Mali : les rebelles touaregs dans Gao, la junte plus que jamais menacée
Des rebelles touareg sont entrés samedi dans la ville de Gao, dernière place-forte du nord du Mali des troupes d’une junte désormais prise en tenaille par la rébellion au nord et les menaces d’embargo, voire d’intervention, des pays voisins qui exigent un retour à l’ordre constitutionnel.
La Cédéao (15 pays membres) a d’ailleurs annoncé samedi avoir mis en alerte une force armée de 2.000 hommes, après la prise la veille par les rebelles touareg de la ville de Kidal.
A un millier de km au nord-est de Bamako, Gao est la principale ville du nord et surtout abrite l’état-major de l’armée malienne pour toute la région septentrionale.
Selon un conseiller du gouverneur de Gao, Mahamane Diakité, des tirs d’armes lourdes ont éclaté dans la matinée dans la ville, où des rebelles ont pénétré malgré l’intervention d’hélicoptères de l’armée.
Des combats se déroulaient en milieu de journée pour le contrôle de deux camps militaires, selon des sources concordantes.
Coup dur
Après la chute de Kidal, l’attaque sur Gao est un coup d’autant plus dur pour la junte qu’elle avait justement invoqué l’échec du régime à mater la rébellion pour renverser le 22 mars le président Amadou Toumani Touré (dit ATT).
Kidal, à environ 300 km plus au nord-est vers la frontière algérienne, avait été prise vendredi par le groupe armé islamiste Ansar Dine, appuyé par le Mouvement national pour la libération de l’Azawad (MNLA), le grand groupe rebelle touareg, et des éléments d’Al-Qaïda au Maghreb islamique (Aqmi).
La ville est tombée en un peu moins de 48 heures. Aucun bilan des pertes n’a été donné mais le gouverneur et au moins six autres officiels, civils et militaires, ont été capturés.
Commandées par le colonel Aladji Gamou, lui-même touareg, les forces gouvernementales s’étaient repliées vers Gao.
Après l’évacuation par l’armée de Kidal, mais aussi de Ansogo et Bourem, c’est désormais l’essentiel du nord-est du pays qui est aux mains des rebelles touareg et de groupes islamistes qui mènent depuis la mi-janvier une vaste offensive pour "libérer" les territoires de l’Azawad, berceau des Touareg.
Seules les garnisons de Gao et Tombouctou restent encore sous contrôle gouvernemental.
A un millier de km, Bamako semble encore hors de portée des rebelles, mais la prise de Kidal et les menaces sur Gao sont des coups très durs pour le Conseil national pour le redressement de la démocratie et la restauration de l’Etat (CNRDRE).

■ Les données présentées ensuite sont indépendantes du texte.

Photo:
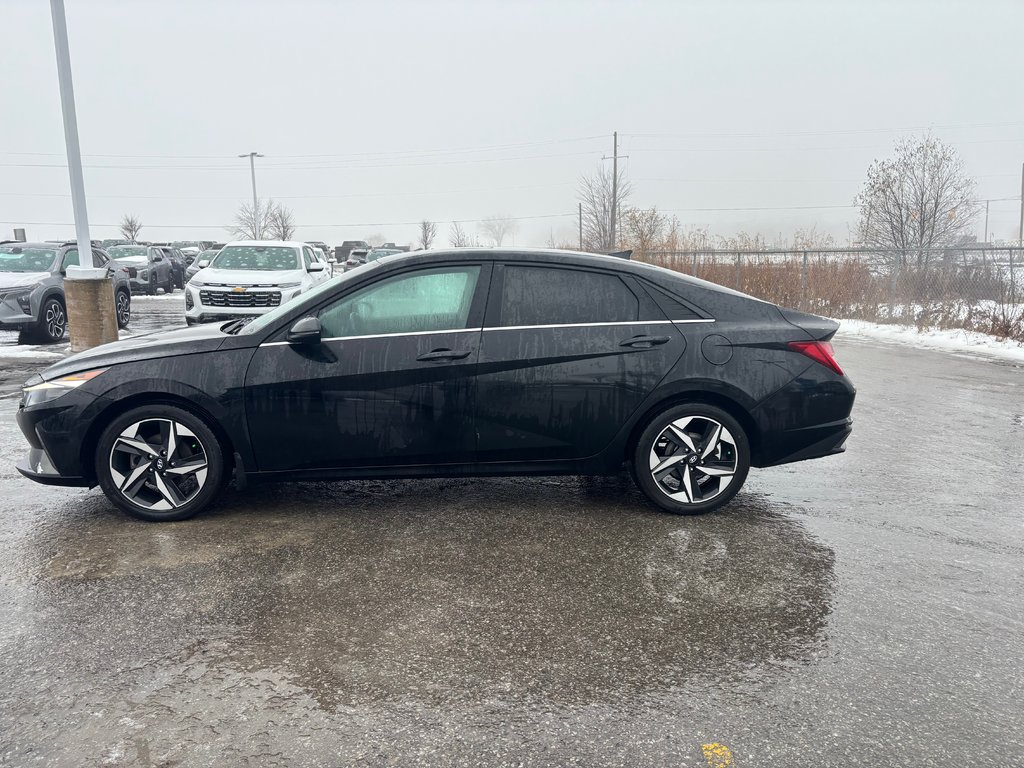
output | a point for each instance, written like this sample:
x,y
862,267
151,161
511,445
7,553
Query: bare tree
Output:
x,y
131,225
920,199
458,238
644,228
280,223
497,228
428,230
253,223
595,194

Acculée face aux rebelles, totalement isolée sur la scène internationale, la junte, par la voix de son chef, le capitaine Amadou Sanogo, avait déjà jugé vendredi la "situation critique".
"Eviter la guerre"
Après l’échec jeudi d’une mission à Bamako de la Communauté économique des Etats de l’Afrique de l’Ouest (Cédéao), annulée in-extremis pour cause d’une très inopportune manifestation pro-putschiste à l’aéroport, les chefs d’Etat ouest-africains ont mis une force en état d’alerte et menacé la junte d’un embargo "diplomatique et financier" faute d’un retour à l’ordre constitutionnel d’ici lundi.
"Notre souhait est d’éviter la guerre. Si la légitimité est rétablie et que ces mouvements armés s’aperçoivent qu’il y a une mobilisation régionale et internationale, ils quitteront Kidal tout de suite", a déclaré samedi le président en exercice de l’organisation, le chef de l’Etat ivoirien Alassane Ouattara.
Après un rendez-vous raté jeudi avec des émissaires de la Cédéao à Bamako, trois représentants de la junte sont arrivés samedi à Ouagadougou pour rencontrer le président burkinabè Blaise Compaoré, médiateur de la Cédéao dans la crise.
Cette visite, dit une source proche de la junte à Bamako, vise notamment à expliquer à la Cédéao "que l’heure n’est pas au durcissement", .
A Bamako, la nouvelle de l’avancée des rebelles jusqu’à Gao n’avait pas encore suscité de mouvement de panique ou de soudaine manifestation de patriotisme samedi matin.
Plusieurs centaines de personnes se sont rassemblées au stade du 26 mars, au sud de la ville, pour un meeting au cours duquel les partisans du CNRDRE ont dénoncé la corruption du régime ATT et les menaces des pays de la région.